妻に、夜勤だからと嘘をついて、実は有給休暇を取って小旅行に行ったことがある。


誰と?


愛人と?


いや、実は1人で行った。


どこへ?


遠くへ?


いや、自分の住んでいる町のビジネスホテルに一泊した。


笑っちゃいけない。

私は何年かに一度、とても1人になりたくなり、こうしてビジネスホテルに一泊することがある。

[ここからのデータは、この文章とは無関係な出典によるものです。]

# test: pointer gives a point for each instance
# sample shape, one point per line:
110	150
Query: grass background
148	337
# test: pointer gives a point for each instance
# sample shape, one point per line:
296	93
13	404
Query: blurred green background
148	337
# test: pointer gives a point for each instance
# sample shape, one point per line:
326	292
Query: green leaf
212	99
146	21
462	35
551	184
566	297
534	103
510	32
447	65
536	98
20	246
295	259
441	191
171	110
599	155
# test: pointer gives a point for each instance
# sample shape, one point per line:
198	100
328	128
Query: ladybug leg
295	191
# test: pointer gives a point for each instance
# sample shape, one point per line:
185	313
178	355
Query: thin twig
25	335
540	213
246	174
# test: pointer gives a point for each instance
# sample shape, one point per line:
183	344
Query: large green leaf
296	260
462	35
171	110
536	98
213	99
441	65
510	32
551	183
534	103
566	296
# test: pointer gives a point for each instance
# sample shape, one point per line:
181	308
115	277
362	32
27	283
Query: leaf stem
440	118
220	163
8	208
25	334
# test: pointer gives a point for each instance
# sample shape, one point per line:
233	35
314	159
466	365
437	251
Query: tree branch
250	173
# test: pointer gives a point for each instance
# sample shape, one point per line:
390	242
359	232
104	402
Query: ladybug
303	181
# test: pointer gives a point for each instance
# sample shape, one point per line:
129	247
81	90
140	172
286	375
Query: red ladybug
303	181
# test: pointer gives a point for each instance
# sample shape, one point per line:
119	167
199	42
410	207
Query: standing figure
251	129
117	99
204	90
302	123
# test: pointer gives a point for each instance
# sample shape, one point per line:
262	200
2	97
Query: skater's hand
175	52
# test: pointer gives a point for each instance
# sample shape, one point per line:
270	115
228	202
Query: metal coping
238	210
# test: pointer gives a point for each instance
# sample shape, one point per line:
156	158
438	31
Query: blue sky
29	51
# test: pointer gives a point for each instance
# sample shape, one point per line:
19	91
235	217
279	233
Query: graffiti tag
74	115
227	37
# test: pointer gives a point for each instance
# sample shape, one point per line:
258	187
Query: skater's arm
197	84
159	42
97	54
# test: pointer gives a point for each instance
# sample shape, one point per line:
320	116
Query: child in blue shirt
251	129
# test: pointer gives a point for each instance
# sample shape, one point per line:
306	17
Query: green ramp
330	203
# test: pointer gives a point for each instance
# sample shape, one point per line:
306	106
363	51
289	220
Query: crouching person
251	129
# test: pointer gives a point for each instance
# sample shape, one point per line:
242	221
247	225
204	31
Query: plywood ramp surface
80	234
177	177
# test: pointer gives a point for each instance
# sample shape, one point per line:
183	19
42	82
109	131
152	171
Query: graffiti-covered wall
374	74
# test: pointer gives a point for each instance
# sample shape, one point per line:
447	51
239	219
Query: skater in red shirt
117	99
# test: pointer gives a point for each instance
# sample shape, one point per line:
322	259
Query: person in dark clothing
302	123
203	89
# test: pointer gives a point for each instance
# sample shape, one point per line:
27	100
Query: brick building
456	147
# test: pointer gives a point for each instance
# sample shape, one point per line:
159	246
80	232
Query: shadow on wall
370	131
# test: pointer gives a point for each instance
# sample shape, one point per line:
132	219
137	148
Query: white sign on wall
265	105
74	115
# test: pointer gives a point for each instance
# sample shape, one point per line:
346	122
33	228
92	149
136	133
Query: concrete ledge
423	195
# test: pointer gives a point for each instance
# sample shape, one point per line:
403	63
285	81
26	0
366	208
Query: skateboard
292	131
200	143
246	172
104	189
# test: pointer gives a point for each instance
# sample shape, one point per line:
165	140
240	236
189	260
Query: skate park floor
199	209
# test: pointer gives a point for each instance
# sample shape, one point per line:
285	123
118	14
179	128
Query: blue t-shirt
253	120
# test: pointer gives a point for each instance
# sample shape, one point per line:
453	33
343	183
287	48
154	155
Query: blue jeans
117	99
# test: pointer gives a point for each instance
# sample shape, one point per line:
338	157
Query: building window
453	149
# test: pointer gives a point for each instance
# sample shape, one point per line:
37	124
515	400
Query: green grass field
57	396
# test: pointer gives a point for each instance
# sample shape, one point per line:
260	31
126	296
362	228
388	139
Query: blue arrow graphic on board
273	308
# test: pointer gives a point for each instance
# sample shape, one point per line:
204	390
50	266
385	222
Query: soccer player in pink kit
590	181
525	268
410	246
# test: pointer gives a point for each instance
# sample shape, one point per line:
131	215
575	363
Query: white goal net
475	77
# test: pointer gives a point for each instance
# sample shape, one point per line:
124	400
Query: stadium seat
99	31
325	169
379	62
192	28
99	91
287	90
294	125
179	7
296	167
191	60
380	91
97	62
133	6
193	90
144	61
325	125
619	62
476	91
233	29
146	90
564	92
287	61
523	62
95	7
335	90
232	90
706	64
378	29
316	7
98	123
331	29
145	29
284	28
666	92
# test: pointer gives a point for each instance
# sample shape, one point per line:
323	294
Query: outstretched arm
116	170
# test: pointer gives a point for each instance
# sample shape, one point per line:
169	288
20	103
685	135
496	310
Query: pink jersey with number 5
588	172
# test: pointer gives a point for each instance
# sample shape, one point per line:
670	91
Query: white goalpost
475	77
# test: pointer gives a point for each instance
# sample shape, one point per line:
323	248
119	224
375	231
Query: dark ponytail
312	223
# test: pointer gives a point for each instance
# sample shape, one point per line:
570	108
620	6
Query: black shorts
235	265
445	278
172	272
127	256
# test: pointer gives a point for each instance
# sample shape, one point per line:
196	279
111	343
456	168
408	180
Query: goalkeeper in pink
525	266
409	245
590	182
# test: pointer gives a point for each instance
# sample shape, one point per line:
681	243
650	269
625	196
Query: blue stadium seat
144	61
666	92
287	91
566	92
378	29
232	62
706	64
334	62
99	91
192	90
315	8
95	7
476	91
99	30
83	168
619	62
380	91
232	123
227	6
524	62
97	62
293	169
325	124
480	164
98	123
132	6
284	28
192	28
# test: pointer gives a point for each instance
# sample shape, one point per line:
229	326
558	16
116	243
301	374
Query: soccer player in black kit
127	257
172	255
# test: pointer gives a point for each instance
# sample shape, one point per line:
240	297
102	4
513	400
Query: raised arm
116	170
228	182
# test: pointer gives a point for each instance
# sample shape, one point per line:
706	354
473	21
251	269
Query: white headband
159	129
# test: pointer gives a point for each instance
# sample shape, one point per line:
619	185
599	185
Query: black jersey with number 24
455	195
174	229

大抵は妻も承知しているのだが、その時は妻に言わずに行った。その方が秘密の匂いがして、なんとなく面白い。


夕方ホテルに入り、まず風呂に入る。

さっぱりしたところで、街に行く。


どこに行くかというと、居酒屋である。

その日はなるべく非日常の気分を味わおうと、入ったことのない、見知らぬ居酒屋に入ってみた。


店内は空いていて、ホールには女の子が1人。

私は何を考えるでもなく、何をするでもなく、ただぼんやり1人で酒を飲む。

こういう普段の生活から切り離されたような時間が、とてつもなく重要なのだ。


ふと壁を見ると、アルバイト募集の広告があった。


高卒以上。週2日より。詳細面談。

大体そんな事が書かれていたと思う。

ということは、ホールで働いている女の子も、当然高校を卒業しているのだろう。


その頃、私の1人息子は高等専門学校を退学し、スーパーでアルバイトしていた。

こうして見てみると、息子は居酒屋でバイトする資格もないことになる。


彼はどうするつもりなのだろうと、私は少しだけ心配になる。


そんなことをぼんやり思いながら酒を飲み、ほどほどのところで切り上げて街を歩く。


ラーメン屋があったので入ってみた。

博多トンコツの店だった。

なかなかうまかったが、もう、若い時のようには食べられず、少し残してしまった。


ホテルの部屋に戻ると、ベッドに横になり、酔いが全身を包むのを楽しんでいた。


テレビはあったがつけない。


子供の頃から小説家になるのが夢だった。

しかしとうとう果たせなかったな、などと横になりながら考える。

私が本当に作家を諦めたのは、この時だったような気がする。


そうして息子に想いをはせる。

仰向けになりながら、私の息子だから、やっぱり遺伝なのかな、などとぼんやり考える。

私も、高校を退学した経験があった。


いつの間にか意識が遠のいていく。


やがて朝を迎える。


1人を楽しむ夢のような時間を終えて、私はバスで日常へ戻っていく。


何年かに一度の、私の秘かなストレス解消法である。